BACKGROUND AND AIMS
Coronary physiology plays a major role in everyday clinical practice in catheterisation laboratories worldwide.1 Today, coronary flow reserve (CFR) is used to evaluate the microcirculation, but not the haemodynamic significance, of coronary stenosis.2 Fractional flow reserve (FFR) is the gold standard for this purpose, with a cut-off value of 0.8 for intervention.3 Its simplicity, however, limits its predictive value.2 In order to establish the usefulness of CFR in evaluating a coronary stenosis independent of the geometry of each stenosis, a computational fluid dynamic (CFD) study is needed. The aim of this CFD study, therefore, is to estimate the significance of CFR in the evaluation of coronary stenosis, independent of the FFR.
MATERIALS AND METHODS
The authors used a right coronary artery (RCA) from a normal coronary CT angiography in order to build a 3D model of a RCA. A CFD study was performed using ANSYS software for stenosis of 0, 35, 60, and 80%, for both the resting and hyperaemic flows (stimulating the adenosine hyperaemia) (Figure 1). An input coronary flow of 0.5–1 mL/min/g was used. In order to calculate the myocardial mass corresponding to this particular RCA, the total length of all three coronary arteries was calculated and matched to the corresponding myocardium.4 Using a 3D slicer and a myocardial density of 1.08 g/mL,5 the input flow of the specific RCA was calculated. The FFR and CFR were then measured for each case at 6 and 8 cm distal to the stenosis. The stenosis was of concentric morphology in order to stimulate the settings of chronic coronary syndromes. The stenosis location was in the mid RCA and proximal to the right ventricular branch.

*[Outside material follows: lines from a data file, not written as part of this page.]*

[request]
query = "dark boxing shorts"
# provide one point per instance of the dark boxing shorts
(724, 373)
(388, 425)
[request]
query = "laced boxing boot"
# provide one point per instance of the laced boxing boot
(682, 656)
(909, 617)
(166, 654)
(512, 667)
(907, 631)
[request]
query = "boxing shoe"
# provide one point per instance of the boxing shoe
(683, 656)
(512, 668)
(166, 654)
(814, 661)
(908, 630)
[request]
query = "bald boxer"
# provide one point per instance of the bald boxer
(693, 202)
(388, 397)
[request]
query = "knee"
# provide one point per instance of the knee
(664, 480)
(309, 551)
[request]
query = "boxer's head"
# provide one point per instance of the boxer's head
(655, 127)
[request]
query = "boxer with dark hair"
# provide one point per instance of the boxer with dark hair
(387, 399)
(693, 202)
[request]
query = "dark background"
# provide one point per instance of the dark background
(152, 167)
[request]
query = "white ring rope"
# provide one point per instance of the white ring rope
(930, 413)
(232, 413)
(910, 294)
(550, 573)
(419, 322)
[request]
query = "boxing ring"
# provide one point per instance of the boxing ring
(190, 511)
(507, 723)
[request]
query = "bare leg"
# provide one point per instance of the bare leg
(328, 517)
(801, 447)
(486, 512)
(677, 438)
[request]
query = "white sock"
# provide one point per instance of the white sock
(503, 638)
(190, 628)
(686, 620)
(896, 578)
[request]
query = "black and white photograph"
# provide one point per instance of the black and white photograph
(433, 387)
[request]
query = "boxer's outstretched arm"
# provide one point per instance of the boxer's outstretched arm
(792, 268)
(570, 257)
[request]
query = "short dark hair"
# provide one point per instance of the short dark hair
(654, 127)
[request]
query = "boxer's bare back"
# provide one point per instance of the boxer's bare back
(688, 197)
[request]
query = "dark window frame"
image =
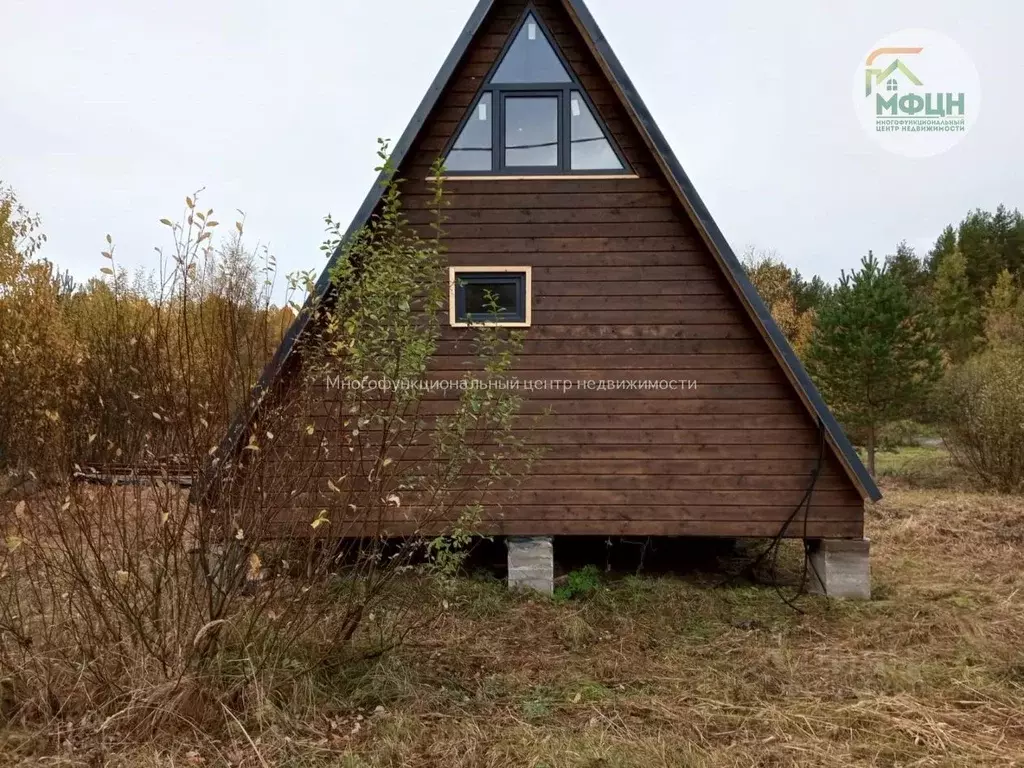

Unstable flow was proven only for severe stenosis and only with a more than 2–fold increase of the resting flow due to hyperaemia. The FFR was 1.00 for 0% stenosis, 1.01 for 35% stenosis, 0.99 for 60% stenosis, and 0.91 for 80% stenosis, where CFR was 4.02, 4.02, 3.89, and 1.90, respectively. In all cases with a stable flow, FFR was within normal range, but CFR was under 2.0 only for severe stenosis (80%). CFR could, therefore, potentially prove the haemodynamic significance of coronary stenosis even when FFR is above 0.80. FFR values were independent of the point of measure; however, CFR showed minor dependence, without major discrepancies between the measurements at 6 and 8 cm.
CFR could be used to prove the haemodynamic significance of coronary stenosis even when FFR is above 0.80.